1:05 PM EST, February 19, 2013
During this year’s State of the Union address, President Obama called on Congress and the American people to make early education expansion a priority. Raising children and providing them a high quality education is not an easy job for parents. And it can be an expensive job because eligibility for pre-school subsidies are quite limited. At Chicago Commons, I have witnessed low-income families turn down raises at their jobs because they would have made them ineligible for state child care subsidies. This is backwards.
The president’s plan would create universal pre-kindergarten for 4-year-olds from low- and middle-income families. The president is right that “the lack of access to preschool education can shadow them for the rest of their lives.”
At Chicago Commons we have proven the corollary to this; we have seen thousands of children from low-income households in West Humboldt Park, Pilsen and Back of the Yards develop a passion for learning in our pre-school and Head Start programs and then grow up to lead successful, fulfilling lives, resisting the culture of gangs and guns. At Chicago Commons, high percentages met or exceeded expectations for kindergarten readiness: 90 percent in social emotional and gross motor skills; 89 percent in language and cognitive domains; 81 percent in math; and 91 percent in literacy.
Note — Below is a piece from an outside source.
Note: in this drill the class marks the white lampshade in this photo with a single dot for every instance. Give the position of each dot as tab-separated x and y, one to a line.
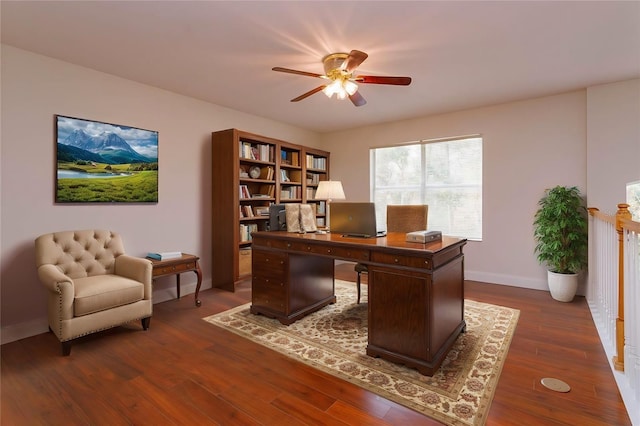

Recent studies have shown that out of 34 countries, U.S. students ranked 25th in math and 21st in science — hardly commensurate with our nation’s status as a global leader. And in Chicago, nearly half of all teens do not graduate from high school, and 46 percent of our children start kindergarten without the skills they need to continue learning. According to economist James Heckman, the investment in our children yields a 10 percent return, decreasing crime, violence, drug abuse and teenage pregnancy.
It is time for us to move the research and conversations around early education into action. And that action is an investment.